For the past three decades Albert Welter has been publishing well-wrought monographs exploring the Buddhism of the early Song dynasty, with a predominant focus on the publications of monks working in the region of Hangzhou, an important regional capital of the tenth century that was to become the capital of the Southern Song state during the twelfth and thirteenth centuries, and a city made famous in Europe too from the late thirteenth century thanks to its celebrated visitor, the Venetian Marco Polo. So rich are the sources on this region that the Italian and his travel account pass entirely without mention, though the works of one visiting Japanese Buddhist, Eisai 栄西 (1141–1215), are drawn upon to emphasize the way in which Hangzhou had constituted itself as a central religious magnet, drawing pilgrims through its carefully constructed sanctity from across the entire East Asian Buddhist world. As a one-time student of the outstanding contemporary bibliographer and researcher into the Chinese roots of Zen, Ishii Shūdō 石井修道, Albert Welter makes full use of the surviving texts of the tradition, but in the first instance the focus here as indicated in the title is on the material culture made manifest in the built environment of the era, and of the fate of that material culture today. Even so, he demonstrates how textuality is intimately involved in the creation of the structures that he describes.

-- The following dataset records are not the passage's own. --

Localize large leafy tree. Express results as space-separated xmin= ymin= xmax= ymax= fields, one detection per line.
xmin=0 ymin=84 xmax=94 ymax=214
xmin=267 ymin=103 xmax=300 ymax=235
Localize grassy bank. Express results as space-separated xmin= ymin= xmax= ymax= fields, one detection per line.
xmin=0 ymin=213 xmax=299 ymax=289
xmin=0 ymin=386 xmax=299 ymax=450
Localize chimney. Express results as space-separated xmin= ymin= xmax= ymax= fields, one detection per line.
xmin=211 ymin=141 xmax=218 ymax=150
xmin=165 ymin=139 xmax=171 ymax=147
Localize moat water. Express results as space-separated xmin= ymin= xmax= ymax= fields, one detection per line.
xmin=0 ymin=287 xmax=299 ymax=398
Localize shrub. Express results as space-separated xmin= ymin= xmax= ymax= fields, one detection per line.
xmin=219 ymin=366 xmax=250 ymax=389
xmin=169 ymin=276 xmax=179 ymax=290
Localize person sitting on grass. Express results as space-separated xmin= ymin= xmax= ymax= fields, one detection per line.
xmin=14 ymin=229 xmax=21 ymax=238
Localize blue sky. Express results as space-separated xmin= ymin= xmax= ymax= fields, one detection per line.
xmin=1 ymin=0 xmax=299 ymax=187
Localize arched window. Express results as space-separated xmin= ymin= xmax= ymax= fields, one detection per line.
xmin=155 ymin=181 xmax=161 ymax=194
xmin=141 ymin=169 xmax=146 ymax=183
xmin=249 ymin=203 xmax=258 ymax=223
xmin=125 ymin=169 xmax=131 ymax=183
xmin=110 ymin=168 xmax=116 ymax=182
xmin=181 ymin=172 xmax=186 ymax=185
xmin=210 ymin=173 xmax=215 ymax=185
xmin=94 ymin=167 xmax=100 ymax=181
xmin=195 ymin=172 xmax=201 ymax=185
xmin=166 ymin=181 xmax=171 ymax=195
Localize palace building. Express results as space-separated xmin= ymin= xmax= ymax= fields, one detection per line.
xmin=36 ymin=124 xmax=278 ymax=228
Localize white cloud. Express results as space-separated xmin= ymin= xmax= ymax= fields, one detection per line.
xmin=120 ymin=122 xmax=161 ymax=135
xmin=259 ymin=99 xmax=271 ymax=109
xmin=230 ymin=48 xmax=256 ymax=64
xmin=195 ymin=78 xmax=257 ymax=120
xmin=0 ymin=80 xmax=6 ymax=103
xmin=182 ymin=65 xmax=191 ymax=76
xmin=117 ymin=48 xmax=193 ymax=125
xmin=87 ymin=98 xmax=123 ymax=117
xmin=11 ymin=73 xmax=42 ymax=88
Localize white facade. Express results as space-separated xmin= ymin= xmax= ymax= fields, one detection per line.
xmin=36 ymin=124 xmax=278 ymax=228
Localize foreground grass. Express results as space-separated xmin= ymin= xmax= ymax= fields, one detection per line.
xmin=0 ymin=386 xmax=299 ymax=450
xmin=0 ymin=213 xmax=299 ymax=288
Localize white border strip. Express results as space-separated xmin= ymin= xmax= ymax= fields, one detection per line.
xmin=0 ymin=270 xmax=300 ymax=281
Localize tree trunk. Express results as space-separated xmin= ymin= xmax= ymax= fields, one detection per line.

Thus, it is impossible to dissociate the history of the Yongming Stūpa 永明塔, the subject of his first substantive chapter, from the written hagiography of the founding father of Hangzhou Buddhism in the Song, the Chan master Yanshou 延壽 (904–975). The thriving cult of his relics as promoted under the Ming even, it is argued, induced the successors of the pioneering Catholic missionary Matteo Ricci to condone a similar cult of their own (pp. 56–7). The relics are gone, and the stupa was destroyed during the Cultural Revolution (though no mention is made of what happened under the Taiping rebel occupation in the 1860s), but a modern cult now based around a statue of Yanshou is documented here in a new setting, with photographs dating to 2016 and 2018. Even more extraordinary is the history of the Leifeng Pagoda, which was erected in the tenth century, as part of a drive by the ruler of the day to provide his kingdom with relics of the Buddha after the fashion attributed to Aśoka, in the form of small pagodas containing the Buddha's word in the shape of a particularly potent text that served as an instantiation of his presence. In 1924 the collapse of this much more spectacular landmark revealed that the bricks from which it had been constructed concealed multiple printed copies of the same text. This once sacred space too has been revived in recent decades as a tourist attraction, providing in a new pagoda designed to accommodate large numbers of tourists, a lavish exhibition of Hangzhou's rich cultural heritage, and also throwing light on how that Buddhist heritage is now promoted within new parameters.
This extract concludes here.